1

6.9K 636 185
                                    

"Kita sudah bisa langsung menyerahkan 777 pada mereka," ucap seorang gadis berambut pendek bernama Viny sedang rapat dengan enam orang di sekelilingnya. "Kita sudah terlalu tua untuk bekerja di sebuah instansi sekeras ini, udah waktunya kita pensiun."

"Kamu benar, tapi apa kamu yakin?" Salah satu sahabatnya, Veranda, menanyakan hal itu. "Kita bangun ini udah dua puluh lima tahun, apa kamu yakin semuanya tidak akan jadi berantakan dengan kepemimpinan mereka?"
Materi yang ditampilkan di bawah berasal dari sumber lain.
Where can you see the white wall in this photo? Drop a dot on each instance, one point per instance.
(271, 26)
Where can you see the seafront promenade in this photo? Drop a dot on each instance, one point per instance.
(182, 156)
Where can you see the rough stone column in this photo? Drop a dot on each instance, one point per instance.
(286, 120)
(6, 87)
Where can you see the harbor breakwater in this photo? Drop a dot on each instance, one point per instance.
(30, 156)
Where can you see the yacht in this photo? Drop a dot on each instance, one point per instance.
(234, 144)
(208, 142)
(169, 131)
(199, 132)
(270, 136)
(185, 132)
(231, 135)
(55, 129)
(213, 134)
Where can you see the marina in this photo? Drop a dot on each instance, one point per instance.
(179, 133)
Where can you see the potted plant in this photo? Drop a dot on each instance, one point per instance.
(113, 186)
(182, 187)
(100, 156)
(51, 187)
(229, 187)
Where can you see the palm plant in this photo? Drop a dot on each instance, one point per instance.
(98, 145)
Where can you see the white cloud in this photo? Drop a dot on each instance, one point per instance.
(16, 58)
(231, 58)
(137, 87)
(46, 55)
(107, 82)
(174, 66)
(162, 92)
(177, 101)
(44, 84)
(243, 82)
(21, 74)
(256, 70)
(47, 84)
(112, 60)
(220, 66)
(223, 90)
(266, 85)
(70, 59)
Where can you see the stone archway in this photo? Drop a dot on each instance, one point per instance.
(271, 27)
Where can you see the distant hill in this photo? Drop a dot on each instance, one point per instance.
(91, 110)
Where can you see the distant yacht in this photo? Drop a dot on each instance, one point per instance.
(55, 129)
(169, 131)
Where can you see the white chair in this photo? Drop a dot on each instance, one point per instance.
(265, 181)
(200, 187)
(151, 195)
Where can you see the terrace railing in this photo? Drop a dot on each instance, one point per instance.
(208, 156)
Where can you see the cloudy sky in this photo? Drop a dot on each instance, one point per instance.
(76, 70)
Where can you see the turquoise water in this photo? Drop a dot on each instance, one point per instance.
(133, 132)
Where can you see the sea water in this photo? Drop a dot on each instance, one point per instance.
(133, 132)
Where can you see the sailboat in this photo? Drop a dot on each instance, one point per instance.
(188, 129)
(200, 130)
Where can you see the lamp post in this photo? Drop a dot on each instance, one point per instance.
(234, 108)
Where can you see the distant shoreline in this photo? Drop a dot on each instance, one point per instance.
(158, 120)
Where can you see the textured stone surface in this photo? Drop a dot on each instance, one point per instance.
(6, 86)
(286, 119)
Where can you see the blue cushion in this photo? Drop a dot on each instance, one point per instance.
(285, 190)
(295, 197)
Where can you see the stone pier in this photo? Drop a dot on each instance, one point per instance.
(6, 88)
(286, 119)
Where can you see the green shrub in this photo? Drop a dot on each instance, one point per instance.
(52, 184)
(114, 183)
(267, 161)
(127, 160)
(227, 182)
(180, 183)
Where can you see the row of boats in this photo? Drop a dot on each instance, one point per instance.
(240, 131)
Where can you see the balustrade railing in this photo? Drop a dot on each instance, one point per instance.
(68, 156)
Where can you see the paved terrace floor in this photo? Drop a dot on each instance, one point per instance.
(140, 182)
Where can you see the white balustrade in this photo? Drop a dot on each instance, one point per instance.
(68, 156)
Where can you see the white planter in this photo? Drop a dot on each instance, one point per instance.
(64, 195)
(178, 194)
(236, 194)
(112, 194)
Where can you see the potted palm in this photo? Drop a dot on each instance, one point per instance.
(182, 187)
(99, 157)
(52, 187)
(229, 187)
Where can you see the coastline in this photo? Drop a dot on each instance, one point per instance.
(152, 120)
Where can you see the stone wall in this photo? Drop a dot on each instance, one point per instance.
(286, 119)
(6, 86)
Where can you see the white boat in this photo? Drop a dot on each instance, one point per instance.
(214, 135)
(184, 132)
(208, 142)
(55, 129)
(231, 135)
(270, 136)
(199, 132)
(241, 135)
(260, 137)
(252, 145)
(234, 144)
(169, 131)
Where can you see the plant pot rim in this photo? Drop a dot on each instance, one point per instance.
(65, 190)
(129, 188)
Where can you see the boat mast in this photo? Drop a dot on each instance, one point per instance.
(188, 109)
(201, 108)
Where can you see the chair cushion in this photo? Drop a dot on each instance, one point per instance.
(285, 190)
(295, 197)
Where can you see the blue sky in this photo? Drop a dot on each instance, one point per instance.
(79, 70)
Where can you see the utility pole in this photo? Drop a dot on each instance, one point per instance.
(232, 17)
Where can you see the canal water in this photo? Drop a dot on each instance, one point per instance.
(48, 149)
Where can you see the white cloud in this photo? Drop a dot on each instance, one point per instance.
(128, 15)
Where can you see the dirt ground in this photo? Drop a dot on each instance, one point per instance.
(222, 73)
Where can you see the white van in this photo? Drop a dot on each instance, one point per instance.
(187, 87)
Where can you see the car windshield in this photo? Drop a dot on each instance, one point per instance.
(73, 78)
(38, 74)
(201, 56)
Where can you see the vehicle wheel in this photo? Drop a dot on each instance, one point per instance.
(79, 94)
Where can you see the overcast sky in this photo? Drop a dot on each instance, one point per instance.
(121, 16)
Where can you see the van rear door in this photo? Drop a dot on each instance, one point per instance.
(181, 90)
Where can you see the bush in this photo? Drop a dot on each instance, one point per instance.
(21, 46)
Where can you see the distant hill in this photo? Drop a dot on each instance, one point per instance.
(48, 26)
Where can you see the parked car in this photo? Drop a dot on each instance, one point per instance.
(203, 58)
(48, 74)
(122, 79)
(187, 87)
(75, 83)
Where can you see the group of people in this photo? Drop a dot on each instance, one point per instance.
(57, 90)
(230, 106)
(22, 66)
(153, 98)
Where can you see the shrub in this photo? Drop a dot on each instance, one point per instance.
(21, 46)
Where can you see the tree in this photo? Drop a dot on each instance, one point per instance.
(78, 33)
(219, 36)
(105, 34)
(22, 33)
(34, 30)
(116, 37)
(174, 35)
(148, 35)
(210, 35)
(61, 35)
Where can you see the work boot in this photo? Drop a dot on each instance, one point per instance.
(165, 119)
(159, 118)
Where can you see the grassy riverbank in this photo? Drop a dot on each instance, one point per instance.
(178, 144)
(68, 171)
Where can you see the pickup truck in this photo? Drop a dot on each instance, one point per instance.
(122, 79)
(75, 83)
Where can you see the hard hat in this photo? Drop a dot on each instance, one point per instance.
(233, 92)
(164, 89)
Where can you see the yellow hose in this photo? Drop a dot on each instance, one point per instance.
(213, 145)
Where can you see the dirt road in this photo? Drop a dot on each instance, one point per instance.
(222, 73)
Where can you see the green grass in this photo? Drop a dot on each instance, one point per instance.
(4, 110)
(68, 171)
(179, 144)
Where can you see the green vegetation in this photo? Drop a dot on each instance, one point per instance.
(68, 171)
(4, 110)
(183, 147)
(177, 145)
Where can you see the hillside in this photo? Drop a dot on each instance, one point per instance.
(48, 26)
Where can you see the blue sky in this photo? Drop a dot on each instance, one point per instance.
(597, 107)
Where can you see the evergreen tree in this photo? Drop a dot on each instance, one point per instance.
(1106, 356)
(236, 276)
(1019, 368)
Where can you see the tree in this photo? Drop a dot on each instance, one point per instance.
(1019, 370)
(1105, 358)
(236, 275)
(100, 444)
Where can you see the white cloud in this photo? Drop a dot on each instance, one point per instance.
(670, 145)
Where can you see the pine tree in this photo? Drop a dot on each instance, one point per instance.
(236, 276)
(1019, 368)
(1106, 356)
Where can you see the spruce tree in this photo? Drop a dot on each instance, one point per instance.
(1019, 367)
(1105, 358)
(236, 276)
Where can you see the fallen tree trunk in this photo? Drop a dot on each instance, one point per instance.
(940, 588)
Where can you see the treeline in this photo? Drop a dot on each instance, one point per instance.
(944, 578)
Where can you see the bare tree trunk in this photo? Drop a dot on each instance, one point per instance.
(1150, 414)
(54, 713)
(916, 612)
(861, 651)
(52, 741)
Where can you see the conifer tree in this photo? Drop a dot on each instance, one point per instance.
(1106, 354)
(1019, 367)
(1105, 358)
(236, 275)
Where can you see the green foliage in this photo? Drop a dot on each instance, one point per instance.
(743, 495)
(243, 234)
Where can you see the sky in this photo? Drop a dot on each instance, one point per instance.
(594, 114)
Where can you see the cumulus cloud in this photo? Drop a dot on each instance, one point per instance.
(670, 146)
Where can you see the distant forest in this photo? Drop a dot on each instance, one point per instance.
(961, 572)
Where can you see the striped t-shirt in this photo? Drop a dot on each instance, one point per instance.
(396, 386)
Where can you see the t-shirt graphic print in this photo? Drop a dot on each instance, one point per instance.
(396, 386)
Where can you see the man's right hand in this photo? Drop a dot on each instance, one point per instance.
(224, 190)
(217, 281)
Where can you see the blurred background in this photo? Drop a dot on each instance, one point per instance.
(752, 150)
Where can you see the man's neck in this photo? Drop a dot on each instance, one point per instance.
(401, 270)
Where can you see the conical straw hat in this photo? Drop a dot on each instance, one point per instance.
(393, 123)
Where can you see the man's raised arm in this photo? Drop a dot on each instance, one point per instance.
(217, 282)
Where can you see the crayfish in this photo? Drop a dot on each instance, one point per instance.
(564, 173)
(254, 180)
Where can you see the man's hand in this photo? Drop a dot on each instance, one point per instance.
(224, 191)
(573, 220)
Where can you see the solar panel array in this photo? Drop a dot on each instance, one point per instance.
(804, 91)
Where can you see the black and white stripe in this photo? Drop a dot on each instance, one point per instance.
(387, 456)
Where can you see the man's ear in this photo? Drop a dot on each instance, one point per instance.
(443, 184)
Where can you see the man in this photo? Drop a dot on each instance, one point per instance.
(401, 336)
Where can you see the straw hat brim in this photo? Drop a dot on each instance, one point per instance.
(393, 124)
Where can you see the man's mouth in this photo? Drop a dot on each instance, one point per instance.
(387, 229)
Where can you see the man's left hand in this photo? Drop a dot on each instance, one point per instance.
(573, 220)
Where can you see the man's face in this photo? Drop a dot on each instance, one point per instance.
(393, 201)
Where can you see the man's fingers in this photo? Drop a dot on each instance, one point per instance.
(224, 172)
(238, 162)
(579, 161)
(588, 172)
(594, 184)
"Kenapa kamu harus ragu? Hari ini mereka semua sedang bertugas, entah kebetulan atau apa, kita dapat banyak telfon hari ini." Viny menekan salah satu tombol, layar besar itu langsung menunjukan seorang gadis yang sedang melakukan sebuah misi penculikan. "Pertama Azizi, dia punya kelebihan yang gak semua orang miliki, telinganya jadi senjata utama yang lebih tajam dari pada katana."

"Kamu tenang ya, jangan panik," ucap Azizi pada seseorang yang tersambung lewat earphone nya, dia adalah seorang anak kecil yang nyawanya sedang terancam sekarang. "Aku udah di perumahan ini, apa warna rumah dia?"

"Wa-warna merah." Gadis kecil itu berbisik menahan tangisnya.

"Merah?" Azizi memandang sekeliling, semua rumah di sini berwarna merah. Tentu, kode itu tidak spesifik. "Kamu inget ciri-ciri depan rumahnya gimana?"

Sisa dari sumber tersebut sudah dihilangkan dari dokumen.